Thursday, May 15, 2008

Dean Koontz's Marketing

Before I get to Dean Koontz, a quick update on the Big Honkin' Chickens Club web page. I've now added html code for easy copy and paste of the logo into your own blog.

Now for the big DK. As someone who's always got an eye out for interesting marketing ideas, I think Koontz's email updates are very effective. (You can sign up for them here.) Koontz always displays his typical sense of humor as he tells about his upcoming book. Currently that would be Odd Hours, #4 about his popular Odd Thomas character, who sees dead people. Including some famous ones, such as Elvis. And just ordinary critters, such as a dog. (Although Koontz would surely contend with my calling any canine "ordinary.") Often Odd's dead people appear because they want some sort of justice.

Odd's a young, likable guy, quite self effacing. Carries deep pain of his own (the story in book #1.) Between book s3 and 4, Odd apparently had another adventure, one that his pal Koontz decided not to put into a book, but rather tell through a series of webisodes. Koontz's first e-newsletter about Odd Hours carried a link to the first webisode. Of course, it ends with a cliffhanger. The second was put up about a week later, noticed by a second email. Now there's a third. I'm waiting for the grand finale to go live.

Very cool marketing. An interesting tactic. Not even focusing on Odd Hours itself, but the character of Odd. The idiosyncrasies of that character are so compelling that it makes you excited for book 4.

You can view the webisodes here.


Pam Halter said...

That sounds very cool ... I'm going to check it out!

Grady Houger said...

This post is some 5 days old now, it only got one comment? Amazing.
This sort of marketing is fascinating in its sensitivity to why people read fiction. If you can show people a character and setting they are interested in, of course they will buy continuing books. This is what sustains comic book and tv popularity.
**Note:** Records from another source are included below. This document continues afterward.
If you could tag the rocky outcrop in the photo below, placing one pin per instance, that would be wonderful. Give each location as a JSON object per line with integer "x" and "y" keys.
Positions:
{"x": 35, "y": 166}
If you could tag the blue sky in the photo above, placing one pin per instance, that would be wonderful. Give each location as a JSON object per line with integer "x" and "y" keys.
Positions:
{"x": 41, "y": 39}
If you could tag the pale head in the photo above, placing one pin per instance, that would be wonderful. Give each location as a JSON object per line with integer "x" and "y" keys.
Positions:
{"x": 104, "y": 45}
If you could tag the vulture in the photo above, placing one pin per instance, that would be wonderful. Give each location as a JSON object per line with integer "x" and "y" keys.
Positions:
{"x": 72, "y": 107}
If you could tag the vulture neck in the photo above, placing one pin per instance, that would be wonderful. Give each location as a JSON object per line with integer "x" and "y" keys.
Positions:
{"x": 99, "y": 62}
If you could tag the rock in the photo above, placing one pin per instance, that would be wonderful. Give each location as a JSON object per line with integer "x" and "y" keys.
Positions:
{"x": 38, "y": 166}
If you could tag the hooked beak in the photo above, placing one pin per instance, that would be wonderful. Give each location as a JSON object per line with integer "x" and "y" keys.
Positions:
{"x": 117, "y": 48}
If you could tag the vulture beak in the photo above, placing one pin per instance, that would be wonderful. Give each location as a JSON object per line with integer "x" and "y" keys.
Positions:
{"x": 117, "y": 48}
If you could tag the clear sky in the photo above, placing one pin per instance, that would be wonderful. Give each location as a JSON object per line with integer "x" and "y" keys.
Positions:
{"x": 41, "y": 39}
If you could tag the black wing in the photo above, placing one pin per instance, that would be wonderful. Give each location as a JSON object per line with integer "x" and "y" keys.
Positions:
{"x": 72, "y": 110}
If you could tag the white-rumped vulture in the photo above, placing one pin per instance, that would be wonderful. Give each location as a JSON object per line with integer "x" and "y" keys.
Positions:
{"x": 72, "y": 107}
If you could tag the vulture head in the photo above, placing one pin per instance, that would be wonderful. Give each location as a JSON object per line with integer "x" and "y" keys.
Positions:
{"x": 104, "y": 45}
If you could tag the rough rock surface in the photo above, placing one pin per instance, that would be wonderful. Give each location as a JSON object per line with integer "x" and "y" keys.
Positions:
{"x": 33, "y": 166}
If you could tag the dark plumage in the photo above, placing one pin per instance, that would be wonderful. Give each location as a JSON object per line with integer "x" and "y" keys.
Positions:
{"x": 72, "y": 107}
Internet distribution just fits the current expectation of quality for free.
My wonderment is whether a free miniseries is a tactic effective only for an established author, of if a beginning writer could find it successful as well.

~ Brandilyn Collins said...

I suppose it would work for a fairly new author whose first book did well, and lots of readers love the character. For a brand new author, I don't know what would drive views of the miniseries. Koontz has a huge list of newsletter subscribers he can reach out to at any time with info like this.

D. Gudger said...

Okay, Brandilyn, you gotta have an anti-BHCC logo for those of us who love the high body counts and enjoy laughing at - I mean with the BHCs :D

I'd put the logo on my blog, but you know I LOVE your books.